Carrol Cox cbcox at ilstu.edu
Thu Mar 25 14:55:16 PDT 2010


If fundamentalism or evangelicalism is to be made a cause of political views it has to be shown to cause the same political views in _all_ periods. And it can't, because the relations of religion to politics are constantly changing , which would be evidence of both being grounded in other causes rather than being causes of each other. This single-minded effort to link religion with conservative politics is pervasively idealist. And even at the present time the identity is not perfect; there is only an overlap. So you have to show why _sometimes_ religion leads to conservative politics and sometimes it leads to radical or liberal or even communist politics.

Carrol

Dennis Claxton wrote:
>
> At 12:11 PM 3/25/2010, SA wrote:
>
> >>>So what exactly is the political effect of believing in the
> >>>inerrancy of the bible?
> >>
> >>It makes white people more conservative than they should be.
> >
> >What's the evidence of that?
>
> Here's something:
>
> http://www.anth.uconn.edu/degree_programs/ecolevo/godscategories.pdf
>
> God's categories: The effect of religiosity on children's
> teleological and essentialist beliefs about categories
>
> Gil Diesendruck and Lital Habera
>
> Department of Psychology and Gonda Brain Research Center, Bar-Ilan
> University, Ramat-Gan 52900, Israel
> Received 9 April 2008;
> revised 3 November 2008;
> accepted 3 November 2008.
> Available online 5 December 2008.
>
> Abstract
>
> Creationism implies that God imbued each category with a unique
> nature and purpose. These implications closely correspond to what
> some cognitive psychologists define as an essentialistic and
> teleological stance towards categories. This study assessed to what
> extent the belief in God as creator of categories is related to the
> mappings of these stances to categories in different domains.

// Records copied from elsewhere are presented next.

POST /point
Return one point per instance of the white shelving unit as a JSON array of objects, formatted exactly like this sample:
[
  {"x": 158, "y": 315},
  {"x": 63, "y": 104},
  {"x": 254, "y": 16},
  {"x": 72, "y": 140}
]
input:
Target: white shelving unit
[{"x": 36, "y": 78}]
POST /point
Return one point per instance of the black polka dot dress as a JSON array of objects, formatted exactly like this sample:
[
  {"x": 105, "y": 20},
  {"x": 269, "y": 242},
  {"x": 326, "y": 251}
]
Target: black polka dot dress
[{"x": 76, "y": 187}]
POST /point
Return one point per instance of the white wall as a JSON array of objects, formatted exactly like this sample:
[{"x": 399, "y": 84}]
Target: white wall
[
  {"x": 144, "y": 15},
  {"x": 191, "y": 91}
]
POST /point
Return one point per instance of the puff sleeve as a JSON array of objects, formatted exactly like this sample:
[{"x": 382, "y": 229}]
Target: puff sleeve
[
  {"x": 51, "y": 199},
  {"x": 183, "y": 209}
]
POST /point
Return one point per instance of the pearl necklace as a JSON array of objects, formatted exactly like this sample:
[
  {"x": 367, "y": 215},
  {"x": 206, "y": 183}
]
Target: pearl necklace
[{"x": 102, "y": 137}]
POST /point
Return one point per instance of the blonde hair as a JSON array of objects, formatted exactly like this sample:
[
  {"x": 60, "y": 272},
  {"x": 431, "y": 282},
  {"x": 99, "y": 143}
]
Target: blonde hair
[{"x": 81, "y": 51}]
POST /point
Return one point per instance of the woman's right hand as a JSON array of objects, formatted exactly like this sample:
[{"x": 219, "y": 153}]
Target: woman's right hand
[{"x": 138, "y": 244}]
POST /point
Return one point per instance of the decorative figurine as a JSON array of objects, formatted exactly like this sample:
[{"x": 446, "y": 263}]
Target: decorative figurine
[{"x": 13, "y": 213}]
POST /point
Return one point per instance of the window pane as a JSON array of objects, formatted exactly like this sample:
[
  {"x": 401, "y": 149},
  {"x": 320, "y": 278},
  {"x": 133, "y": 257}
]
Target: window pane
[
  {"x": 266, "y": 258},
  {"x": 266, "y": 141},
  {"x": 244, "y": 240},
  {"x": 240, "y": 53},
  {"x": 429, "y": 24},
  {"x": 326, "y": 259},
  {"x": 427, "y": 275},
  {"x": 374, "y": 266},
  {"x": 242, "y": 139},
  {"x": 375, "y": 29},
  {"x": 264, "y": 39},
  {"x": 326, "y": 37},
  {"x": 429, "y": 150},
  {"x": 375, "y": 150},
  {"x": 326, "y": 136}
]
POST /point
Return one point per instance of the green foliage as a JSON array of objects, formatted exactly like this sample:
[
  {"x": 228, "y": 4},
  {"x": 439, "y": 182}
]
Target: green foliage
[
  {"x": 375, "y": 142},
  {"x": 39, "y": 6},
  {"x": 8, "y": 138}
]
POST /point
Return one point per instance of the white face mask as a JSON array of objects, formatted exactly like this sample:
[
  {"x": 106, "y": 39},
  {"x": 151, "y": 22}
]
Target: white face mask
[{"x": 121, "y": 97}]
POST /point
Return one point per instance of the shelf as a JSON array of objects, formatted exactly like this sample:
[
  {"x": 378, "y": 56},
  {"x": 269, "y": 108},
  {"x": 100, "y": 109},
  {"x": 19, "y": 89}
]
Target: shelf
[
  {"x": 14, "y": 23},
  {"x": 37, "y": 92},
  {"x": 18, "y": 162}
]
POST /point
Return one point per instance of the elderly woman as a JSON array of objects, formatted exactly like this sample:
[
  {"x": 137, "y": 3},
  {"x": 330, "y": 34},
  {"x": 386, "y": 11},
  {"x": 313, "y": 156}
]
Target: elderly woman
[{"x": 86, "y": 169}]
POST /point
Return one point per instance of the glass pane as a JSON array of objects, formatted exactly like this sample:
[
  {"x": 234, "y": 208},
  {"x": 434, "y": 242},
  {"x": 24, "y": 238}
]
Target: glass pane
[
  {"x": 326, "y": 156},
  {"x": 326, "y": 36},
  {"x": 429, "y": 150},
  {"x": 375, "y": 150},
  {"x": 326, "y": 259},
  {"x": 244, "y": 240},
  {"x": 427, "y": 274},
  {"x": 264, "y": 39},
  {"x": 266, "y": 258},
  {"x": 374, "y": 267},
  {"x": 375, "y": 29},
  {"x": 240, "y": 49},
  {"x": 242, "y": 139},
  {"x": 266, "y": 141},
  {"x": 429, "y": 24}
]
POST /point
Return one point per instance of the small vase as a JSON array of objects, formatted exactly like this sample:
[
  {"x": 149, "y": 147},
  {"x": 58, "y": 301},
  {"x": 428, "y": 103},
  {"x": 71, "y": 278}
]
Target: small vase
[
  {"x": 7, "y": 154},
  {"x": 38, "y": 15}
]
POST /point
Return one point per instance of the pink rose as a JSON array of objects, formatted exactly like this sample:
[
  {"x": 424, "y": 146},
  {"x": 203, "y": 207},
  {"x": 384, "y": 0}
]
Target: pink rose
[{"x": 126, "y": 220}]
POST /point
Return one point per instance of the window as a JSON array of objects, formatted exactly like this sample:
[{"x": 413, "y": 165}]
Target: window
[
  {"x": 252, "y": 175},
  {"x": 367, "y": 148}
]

Israeli
> secular and orthodox Jewish 1st and 5th graders responded to
> questions assessing these three types of beliefs. The results
> revealed that secular children did not differ from orthodox children
> with respect to their essentialist beliefs about the stability of
> animal category membership, and their teleological construal of
> artifacts. In turn, secular children did differ from orthodox
> children with respect to their essentialist beliefs about the
> stability of social category membership, and their teleological
> construal of both animal and social categories. These findings
> intimate that while essentialist beliefs about animals, and
> teleological beliefs about artifacts do not require cultural input in
> order to emerge, essentialist beliefs about social categories, and
> teleological beliefs about both animal and social categories do.